Mi sono seduta e ho capito chiaramente: sto ancora seguendo le regole interiori che mi hanno insegnato da piccola. Ma erano giuste? Era giusto che l’amore per una bambina dipendesse dai voti in matematica?
Se incontrassi ora quella bambina con la coda di cavallo e mi dicesse di aver preso un quattro, sarei delusa? No, per niente. Le direi: “Sei brava così, e va bene sbagliare. Il tuo valore non dipende dagli errori. Sei amata per quello che sei, non per quello che fai.”
Ma se parlassi così con la me adulta, se vedessi chiaramente che è quello giusto da dire, perché non lo faccio?
Perché non trattare con la stessa gentilezza e amore la donna che sono diventata? Questa consapevolezza, semplice ma potente, ha rivoluzionato il mio modo di pensare.

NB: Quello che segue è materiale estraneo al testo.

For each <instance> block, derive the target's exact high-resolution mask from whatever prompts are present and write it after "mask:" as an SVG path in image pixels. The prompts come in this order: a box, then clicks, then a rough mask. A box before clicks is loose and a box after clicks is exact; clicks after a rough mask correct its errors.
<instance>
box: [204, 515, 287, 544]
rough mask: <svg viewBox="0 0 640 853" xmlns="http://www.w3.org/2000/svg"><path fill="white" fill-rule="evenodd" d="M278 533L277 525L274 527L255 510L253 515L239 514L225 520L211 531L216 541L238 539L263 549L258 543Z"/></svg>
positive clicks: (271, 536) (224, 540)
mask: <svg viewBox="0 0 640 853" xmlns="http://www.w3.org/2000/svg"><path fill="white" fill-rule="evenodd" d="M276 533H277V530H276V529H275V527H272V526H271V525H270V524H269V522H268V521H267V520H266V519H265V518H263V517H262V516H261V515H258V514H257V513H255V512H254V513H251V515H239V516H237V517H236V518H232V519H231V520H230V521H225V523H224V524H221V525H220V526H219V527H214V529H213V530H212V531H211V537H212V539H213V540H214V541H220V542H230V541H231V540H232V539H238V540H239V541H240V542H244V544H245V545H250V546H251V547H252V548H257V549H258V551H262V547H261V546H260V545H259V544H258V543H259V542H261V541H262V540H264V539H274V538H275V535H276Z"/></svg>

Ho capito che la mia ansia non è un nemico invincibile o un mistero inspiegabile. È un segnale. Una bussola interiore che mostra dove sono le paure non risolte, le convinzioni d’infanzia. Se non la nego o la soffoco, ma l’ascolto, diventa una guida, non un ostacolo.
Questo cambio di prospettiva è stato liberatorio. L’ansia non è sparita come per magia, ma non cerco più di nasconderla a tutti i costi e non la temo: voglio capirla. Mi chiedo: “Cosa temi davvero adesso? È davvero così importante?”
Spesso scopro che non è così. Che la mia paura nasce da una vecchia convinzione falsa che è ora di lasciar andare.
E questa consapevolezza vale più di tutte le camomille del mondo.